The medical management of pain should consider current clinical knowledge, scientific research, and the use of pharmacologic and nonpharmacologic modalities according to the judgment of the physician. Pain should be assessed and treated promptly, and the quantity and frequency of doses should be adjusted according to the intensity, duration, impact of the pain, and treatment outcomes. Physicians should recognize that tolerance and physical dependence are normal consequences of sustained use of opioids and are not the same as opioid use disorder.
The commission is obligated under the laws of the state of Washington to protect the public health and safety. The commission recognizes that the use of opioids for other than legitimate medical purposes poses a threat to the individual and society. The inappropriate prescribing of controlled substances, including opioids, may lead to drug diversion and abuse by individuals who seek them for other than legitimate medical use. Accordingly, the commission expects that physicians incorporate safeguards into their practices to minimize the potential for the abuse and diversion of controlled substances.
Physicians should not fear disciplinary action from the commission for ordering, prescribing, dispensing or administering controlled substances, including opioids, for a legitimate medical purpose and in the course of professional practice. The commission will consider prescribing, ordering, dispensing or administering controlled substances for pain to be for a legitimate medical purpose if based on sound clinical judgment. All such prescribing must be based on clear documentation of unrelieved pain. To be within the usual course of professional practice, a physician-patient relationship must exist and the prescribing should be based on a diagnosis and documentation of unrelieved pain. Compliance with applicable state or federal law is required.
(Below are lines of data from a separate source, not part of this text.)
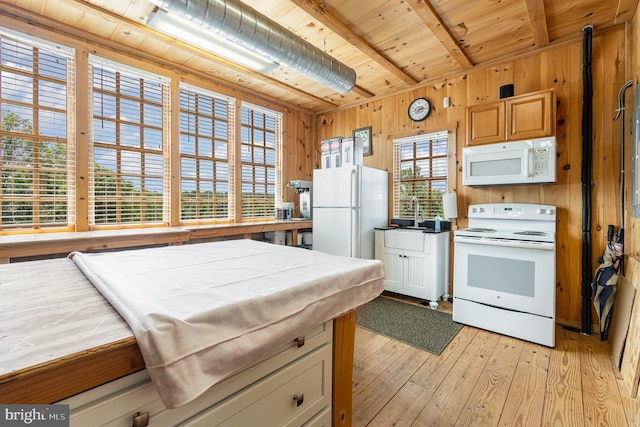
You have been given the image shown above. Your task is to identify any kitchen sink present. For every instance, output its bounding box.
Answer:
[384,227,426,251]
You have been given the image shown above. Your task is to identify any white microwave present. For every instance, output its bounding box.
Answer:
[462,136,556,186]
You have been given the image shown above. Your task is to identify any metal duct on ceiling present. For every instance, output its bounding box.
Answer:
[151,0,356,93]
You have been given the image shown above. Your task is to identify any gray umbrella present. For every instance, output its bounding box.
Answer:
[592,242,623,341]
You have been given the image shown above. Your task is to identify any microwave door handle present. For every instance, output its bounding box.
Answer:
[524,148,533,178]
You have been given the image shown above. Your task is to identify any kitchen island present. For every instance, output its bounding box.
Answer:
[0,242,378,425]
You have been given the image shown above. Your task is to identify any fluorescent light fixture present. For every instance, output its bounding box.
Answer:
[147,8,279,73]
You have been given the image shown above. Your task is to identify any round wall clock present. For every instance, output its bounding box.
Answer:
[409,98,431,122]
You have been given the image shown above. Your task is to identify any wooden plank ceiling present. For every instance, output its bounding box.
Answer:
[0,0,638,112]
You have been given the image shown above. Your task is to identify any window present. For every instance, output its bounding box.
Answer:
[89,56,169,225]
[180,84,235,222]
[0,27,283,235]
[393,132,449,218]
[240,103,282,219]
[0,29,75,230]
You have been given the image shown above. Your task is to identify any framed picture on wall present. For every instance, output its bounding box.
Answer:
[353,126,373,156]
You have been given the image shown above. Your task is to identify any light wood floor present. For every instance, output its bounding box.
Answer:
[353,302,637,427]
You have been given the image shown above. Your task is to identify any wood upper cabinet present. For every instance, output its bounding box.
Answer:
[467,101,506,145]
[467,89,556,145]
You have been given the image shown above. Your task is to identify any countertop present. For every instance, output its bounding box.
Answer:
[374,227,451,234]
[0,258,144,404]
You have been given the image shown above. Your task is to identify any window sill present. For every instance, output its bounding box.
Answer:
[0,220,312,263]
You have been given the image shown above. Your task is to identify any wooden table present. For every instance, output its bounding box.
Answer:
[0,258,355,426]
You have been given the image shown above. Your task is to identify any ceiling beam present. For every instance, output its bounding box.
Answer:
[0,0,337,112]
[525,0,549,48]
[291,0,418,87]
[407,0,473,70]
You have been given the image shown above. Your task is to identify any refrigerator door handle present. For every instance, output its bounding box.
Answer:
[349,169,360,258]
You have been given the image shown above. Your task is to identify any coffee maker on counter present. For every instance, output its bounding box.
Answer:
[287,179,313,219]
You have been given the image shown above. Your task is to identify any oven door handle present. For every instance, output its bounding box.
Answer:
[454,236,555,251]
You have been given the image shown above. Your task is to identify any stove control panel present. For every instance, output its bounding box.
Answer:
[469,203,556,221]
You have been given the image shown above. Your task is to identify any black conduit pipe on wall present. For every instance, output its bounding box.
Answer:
[581,25,593,335]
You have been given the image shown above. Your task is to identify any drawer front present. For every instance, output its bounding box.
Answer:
[303,407,332,427]
[182,345,332,427]
[58,321,333,427]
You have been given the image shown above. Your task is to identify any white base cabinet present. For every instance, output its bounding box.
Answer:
[58,321,333,427]
[375,230,450,301]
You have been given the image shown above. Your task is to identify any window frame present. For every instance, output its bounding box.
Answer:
[392,130,455,219]
[236,101,283,222]
[88,54,171,229]
[177,82,236,225]
[0,27,76,232]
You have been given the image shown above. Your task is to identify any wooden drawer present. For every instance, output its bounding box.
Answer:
[58,321,333,427]
[180,345,331,427]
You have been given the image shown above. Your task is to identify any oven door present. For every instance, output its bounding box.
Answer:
[453,236,555,317]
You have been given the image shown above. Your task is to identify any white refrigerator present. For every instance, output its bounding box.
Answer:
[312,166,389,259]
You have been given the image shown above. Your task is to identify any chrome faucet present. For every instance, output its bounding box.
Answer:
[409,196,420,228]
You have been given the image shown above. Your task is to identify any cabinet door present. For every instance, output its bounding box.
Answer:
[382,248,404,293]
[404,251,433,299]
[467,101,505,145]
[505,90,556,140]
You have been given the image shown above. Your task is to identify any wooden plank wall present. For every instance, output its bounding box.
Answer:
[318,26,635,327]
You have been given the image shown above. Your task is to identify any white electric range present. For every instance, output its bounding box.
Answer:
[453,203,556,347]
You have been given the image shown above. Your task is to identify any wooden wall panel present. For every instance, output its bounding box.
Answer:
[318,27,638,326]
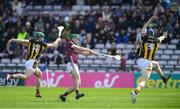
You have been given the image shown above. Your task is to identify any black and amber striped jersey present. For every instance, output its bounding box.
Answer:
[139,36,160,60]
[27,39,47,60]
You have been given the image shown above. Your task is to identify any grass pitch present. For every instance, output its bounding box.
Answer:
[0,86,180,109]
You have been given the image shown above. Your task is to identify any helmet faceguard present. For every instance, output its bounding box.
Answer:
[34,32,45,41]
[146,29,154,37]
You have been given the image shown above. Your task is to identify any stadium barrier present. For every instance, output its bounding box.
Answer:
[0,72,180,88]
[134,73,180,88]
[25,72,134,88]
[0,72,24,86]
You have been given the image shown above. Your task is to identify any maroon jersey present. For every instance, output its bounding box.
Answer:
[65,39,78,64]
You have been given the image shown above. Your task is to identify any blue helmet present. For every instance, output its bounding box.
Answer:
[147,29,154,36]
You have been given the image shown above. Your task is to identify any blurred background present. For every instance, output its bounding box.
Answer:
[0,0,180,87]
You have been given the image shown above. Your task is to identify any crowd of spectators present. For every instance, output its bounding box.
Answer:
[0,0,180,68]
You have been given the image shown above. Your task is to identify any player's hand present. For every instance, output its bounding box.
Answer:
[151,15,158,20]
[71,45,79,50]
[163,32,168,38]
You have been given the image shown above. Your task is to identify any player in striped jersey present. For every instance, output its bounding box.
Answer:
[7,32,61,97]
[131,16,171,103]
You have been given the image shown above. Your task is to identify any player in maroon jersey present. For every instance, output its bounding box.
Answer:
[59,26,96,102]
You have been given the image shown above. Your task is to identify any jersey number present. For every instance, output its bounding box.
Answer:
[148,43,153,50]
[33,45,39,52]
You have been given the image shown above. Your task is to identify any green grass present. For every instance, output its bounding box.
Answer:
[0,87,180,109]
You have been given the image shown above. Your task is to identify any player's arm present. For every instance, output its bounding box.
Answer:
[47,37,61,48]
[7,39,29,47]
[71,44,97,56]
[141,16,158,37]
[158,32,168,43]
[7,39,29,54]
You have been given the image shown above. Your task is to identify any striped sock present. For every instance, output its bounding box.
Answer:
[134,89,139,95]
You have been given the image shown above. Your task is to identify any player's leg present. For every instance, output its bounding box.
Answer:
[59,62,75,102]
[7,69,34,80]
[34,67,42,97]
[73,64,85,99]
[131,59,152,103]
[59,71,75,102]
[152,61,171,83]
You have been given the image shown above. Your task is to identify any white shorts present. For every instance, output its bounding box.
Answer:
[137,58,153,72]
[25,59,37,72]
[67,62,78,73]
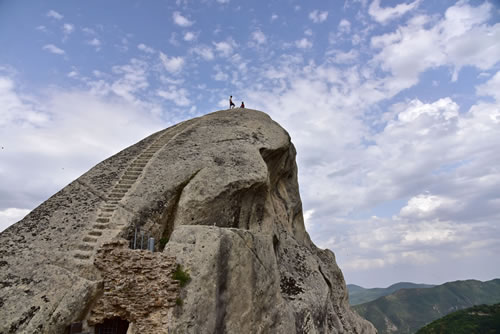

The commission will judge the validity of the physician's treatment of the patient based on available documentation, rather than solely on the quantity and duration of medication administration. The goal is to control the patient's pain while effectively addressing other aspects of the patient's functioning, including physical, psychological, social, and work-related factors.
These rules are designed to assist physicians in providing appropriate medical care for patients.
The practice of medicine involves not only the science, but also the art of dealing with the prevention, diagnosis, alleviation, and treatment of disease. The variety and complexity of human conditions make it impossible to always reach the most appropriate diagnosis or to predict with certainty a particular response to treatment.
Therefore, it should be recognized that adherence to these rules will not guarantee an accurate diagnosis or a successful outcome. The sole purpose of these rules is to assist physicians in following a reasonable course of action based on current knowledge, available resources, and the needs of the patient to deliver effective and safe medical care.
For more specific best practices, the physician may refer to clinical practice guidelines including, but not limited to, those produced by the agency medical directors' group, the Centers for Disease Control and Prevention, or the Bree Collaborative.
[Statutory Authority: RCW 18.71.017, 18.71.800, 18.71A.800 and 2017 c 297. WSR 18-23-061, § 246-919-850, filed 11/16/18, effective 1/1/19. Statutory Authority: RCW 18.71.450, 18.71A.100, 18.71.017, and 18.71A.020. WSR 11-12-025, § 246-919-850, filed 5/24/11, effective 1/2/12.]